Commercial Real Estate: Estimating Income-Producing Property Values

Instructor: Victoria Fitch

Victoria has trained hundreds of professionals in real estate, and holds a Master's degree in Real Estate from Johns Hopkins University.

What are valuation models for income-producing properties? In this lesson learn how to determine the value of real estate based on the income stream, as well as how capitalization rates (cap rates), gross income multipliers and comparable price valuations are involved.

What is Income-Producing Property?

Income-producing properties are a great way to increase the yield of a real estate portfolio, but these properties still must be valued carefully. Evie is a real estate investor looking to purchase Ridgely's Delight, a mixed-use development comprised of an indie movie theater, tapas restaurant and 32 apartments. With a hefty price tag of $4 million, Evie is trying to determine if the income stream is sufficient to support the asking price.

The process Evie uses to determine a property's value is based on several steps, for income-producing property the value is related to the property's ability to produce cash flow, versus the value of the physical structure or land.

Gross Income Multiplier Method

When an income-producing property is available for sale, the seller will supply a rent roll as part of the due diligence package.

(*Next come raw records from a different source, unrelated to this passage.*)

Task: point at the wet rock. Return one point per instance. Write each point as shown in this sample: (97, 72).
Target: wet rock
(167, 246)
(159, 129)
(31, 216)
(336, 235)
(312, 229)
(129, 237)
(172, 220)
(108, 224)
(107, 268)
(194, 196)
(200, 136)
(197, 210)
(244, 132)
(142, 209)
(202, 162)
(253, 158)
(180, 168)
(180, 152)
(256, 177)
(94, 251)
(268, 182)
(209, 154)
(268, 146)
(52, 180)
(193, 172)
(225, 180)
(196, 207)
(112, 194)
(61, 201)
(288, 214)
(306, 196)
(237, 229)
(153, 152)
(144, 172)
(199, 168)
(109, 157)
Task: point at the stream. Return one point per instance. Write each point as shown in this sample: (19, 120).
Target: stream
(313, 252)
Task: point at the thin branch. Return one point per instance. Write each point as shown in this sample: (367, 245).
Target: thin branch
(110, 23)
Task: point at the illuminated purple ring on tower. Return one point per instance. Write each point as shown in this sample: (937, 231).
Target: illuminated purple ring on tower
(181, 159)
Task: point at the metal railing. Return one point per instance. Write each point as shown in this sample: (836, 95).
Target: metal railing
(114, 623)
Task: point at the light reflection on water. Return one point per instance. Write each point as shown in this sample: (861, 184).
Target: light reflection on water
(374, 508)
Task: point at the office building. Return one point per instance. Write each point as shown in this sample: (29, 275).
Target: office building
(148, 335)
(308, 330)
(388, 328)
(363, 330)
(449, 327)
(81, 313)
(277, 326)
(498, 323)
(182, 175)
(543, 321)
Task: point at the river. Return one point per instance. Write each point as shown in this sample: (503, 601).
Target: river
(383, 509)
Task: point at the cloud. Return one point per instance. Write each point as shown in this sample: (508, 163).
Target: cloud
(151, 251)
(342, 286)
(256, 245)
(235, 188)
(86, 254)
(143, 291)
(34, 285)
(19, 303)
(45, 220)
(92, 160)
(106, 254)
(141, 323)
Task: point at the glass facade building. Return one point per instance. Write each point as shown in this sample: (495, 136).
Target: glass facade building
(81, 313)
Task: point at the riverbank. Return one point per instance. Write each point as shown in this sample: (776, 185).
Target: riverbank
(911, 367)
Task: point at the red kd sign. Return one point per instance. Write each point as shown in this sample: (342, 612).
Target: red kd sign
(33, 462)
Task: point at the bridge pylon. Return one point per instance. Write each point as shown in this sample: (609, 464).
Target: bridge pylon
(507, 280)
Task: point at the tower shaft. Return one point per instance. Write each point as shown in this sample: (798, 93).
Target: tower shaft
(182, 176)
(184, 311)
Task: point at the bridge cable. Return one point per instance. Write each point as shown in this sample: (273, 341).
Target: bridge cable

The rent roll lists every rentable space on the property, if it is occupied, as well as the amount of rent collected on a monthly basis.

Evie can use the rent roll to establish the gross income and then apply a gross income multiplier to determine the total value of the property.

Gross income multiplier = Sales price / Gross income

She can multiply the gross income multiplier by the gross income to find the value.

Value = Gross Income Multiplier * Gross Income

Evie used the multiple listing service (MLS) to find recent sales of similar properties to determine the market rate gross income multiplier.

Ridgely's Delight Comparable 1 Comparable 2 Comparable 3
Value ? $3,780,000 $3,950,000 $4,280,000
Gross Income $625,000 $528,000 $575,000 $625,000
Gross Income Multiplier ? 7.16 6.87 6.85

Evie recognized that the age and condition of Ridgely's Delight put it somewhere in the middle of the comparables, so she used a multiplier of 6.90. Since she had the gross income from the property, she was able to simply multiply the gross income times the gross income multiplier to arrive at a value of $4,312,500.

Direct Capitalization Rate Method

With this information in hand, Evie went out into the field to conduct a visual inspection of Ridgley's Delight and the three comparable properties.

She noticed that one of the properties had a really beautiful common area with a fountain, which could affect the operating expenses of the property. So she decided to adjust her valuation using the direct capitalization rate method, which accounts for variation in operating expense by using the net operating income to determine value. The formula is:

V = I / R


  • V = Value
  • I = Net Operating Income
  • R = Cap Rate

Ridgely's Delight Comparable 1 Comparable 2 Comparable 3
Value ? $3,780,000 $3,950,000 $4,280,000
Gross Income $625,000 $528,000 $575,000 $625,000
% of Operating Expenses 39% 40% 42% 41%
NOI $375,000 $316,800 $333,500 $368,750
NOI÷Value = Cap Rate ? 8.4% 8.4% 8.6%

She was pleased to see that even with the additional common area amenities, the capitalization rate (cap rate) was aligned across the properties. She applied the 8.4% cap rate to Ridgely's Delight, then took the net operating income (NOI) and divided it by the cap rate for a total value of $4,464,000.

Evie was surprised and excited to find that the $4 million price tag provided an opportunity for instant equity based on the income valuation models. She will definitely move forward with her purchase!

Risk Factors

In the due diligence period, Evie needed to consider the risk factors. She paid special attention to market trends in the retail and residential markets. She surveyed her local market for potential competitors that could force her to lower rents and thus lower the gross income for the property. She did not find any immediate threats, but would have discounted her cap rate to factor in the potential for lower rents.